El contraste con 2025 es fuerte: el personal fuera de convenio cerró con aumentos promedio del 30%, con subas que oscilaron entre el 26% y el 33%. La mayoría de las compañías aplicó entre tres y cuatro ajustes a lo largo del año, aunque casi una de cada cuatro lo hizo en solo dos oportunidades. Los datos surgen de un relevamiento realizado por Willis Towers Watson (WTW) entre fines de noviembre y comienzos de diciembre, que abarcó a 392 empresas de múltiples sectores.
“Las empresas están armando presupuestos mucho más moderados, en un contexto de mayor previsibilidad macro”, explicó Marcela Angeli, directora de Work & Rewards de WTW. La encuesta muestra que el 65% de las compañías ya está trabajando activamente en su esquema salarial 2026, mientras que otro 18% lo tiene bajo análisis.
Menos ajustes
El cambio no es solo cuantitativo, sino también cualitativo. Para el año próximo, dos de cada tres empresas planean otorgar entre dos y tres ajustes anuales, frente a un 2025 con más instancias de corrección. Aparece con más fuerza un criterio que hasta ahora tenía menor peso: el mérito individual.
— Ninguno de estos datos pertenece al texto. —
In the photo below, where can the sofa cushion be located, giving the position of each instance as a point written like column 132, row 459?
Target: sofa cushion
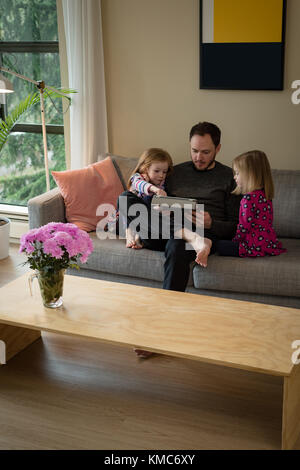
column 286, row 203
column 112, row 256
column 85, row 189
column 124, row 166
column 274, row 275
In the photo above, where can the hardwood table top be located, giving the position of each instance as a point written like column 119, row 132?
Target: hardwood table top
column 244, row 335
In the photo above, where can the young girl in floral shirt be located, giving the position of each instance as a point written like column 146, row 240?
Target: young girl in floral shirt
column 255, row 235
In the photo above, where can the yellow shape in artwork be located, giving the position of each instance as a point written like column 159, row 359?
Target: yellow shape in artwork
column 248, row 20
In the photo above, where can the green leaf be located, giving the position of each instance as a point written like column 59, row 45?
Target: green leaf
column 7, row 125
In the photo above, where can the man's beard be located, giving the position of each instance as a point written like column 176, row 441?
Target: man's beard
column 207, row 165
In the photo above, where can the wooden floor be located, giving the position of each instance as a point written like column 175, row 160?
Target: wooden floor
column 66, row 393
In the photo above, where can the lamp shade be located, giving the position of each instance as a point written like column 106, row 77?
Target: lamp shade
column 5, row 85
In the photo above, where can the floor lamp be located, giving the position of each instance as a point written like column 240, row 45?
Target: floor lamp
column 7, row 87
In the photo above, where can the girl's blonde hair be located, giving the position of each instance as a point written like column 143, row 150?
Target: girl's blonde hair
column 255, row 169
column 148, row 157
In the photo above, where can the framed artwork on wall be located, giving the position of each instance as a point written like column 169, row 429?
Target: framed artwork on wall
column 242, row 44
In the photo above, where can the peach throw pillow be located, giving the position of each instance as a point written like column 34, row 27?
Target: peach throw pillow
column 84, row 189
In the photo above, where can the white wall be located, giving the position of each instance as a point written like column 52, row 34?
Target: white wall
column 152, row 77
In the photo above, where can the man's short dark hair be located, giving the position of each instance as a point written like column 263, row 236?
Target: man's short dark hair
column 203, row 128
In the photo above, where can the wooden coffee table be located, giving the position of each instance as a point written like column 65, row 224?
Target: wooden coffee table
column 230, row 333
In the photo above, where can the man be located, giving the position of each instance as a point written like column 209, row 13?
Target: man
column 211, row 183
Un 40% de las compañías prevé aplicar esquemas “mixtos”, con un porcentaje general para toda la dotación y otro diferencial según desempeño. Otro 22% combinará ajustes generales con instancias selectivas, mientras que un 7% irá directamente a esquemas plenamente diferenciados. Aun así, un 31% mantendrá subas iguales para todos, sin reconocer el desempeño vía salario.
En ese marco, el 61% de las empresas destinará una porción del presupuesto específicamente a mérito. En promedio, esos incrementos oscilarán entre el 4% y el 7%, con picos que pueden llegar al 10% o más en los casos de mejor performance. La mayor parte de esos ajustes se concentrará en abril, el mes que lidera como momento elegido para premiar resultados.
Además, la encuesta muestra que el 68% de las empresas espera que los ajustes salariales de 2026 empaten con la inflación, mientras que solo un 20% proyecta ubicarse por encima de ese nivel. En el extremo opuesto, un 12% ya anticipa incrementos por debajo del índice de precios. La foto refuerza la idea de un mercado laboral más contenido, en el que el salario deja de funcionar como variable de compensación automática frente al costo de vida y pasa a integrarse en una lógica presupuestaria más estricta.
Cambio de lógica
El nuevo mapa salarial refleja una transición: de un esquema orientado a correr detrás de la inflación a otro más administrado, con foco en sostener costos y retener talento clave. El salario deja de ser un instrumento homogéneo de protección y empieza a funcionar como una herramienta de gestión.
Para los trabajadores fuera de convenio, el mensaje es claro: tras un año de recomposición intensa, 2026 será un período de menor dinamismo, más selectivo y con menos margen para subas generalizadas. El freno ya está en marcha.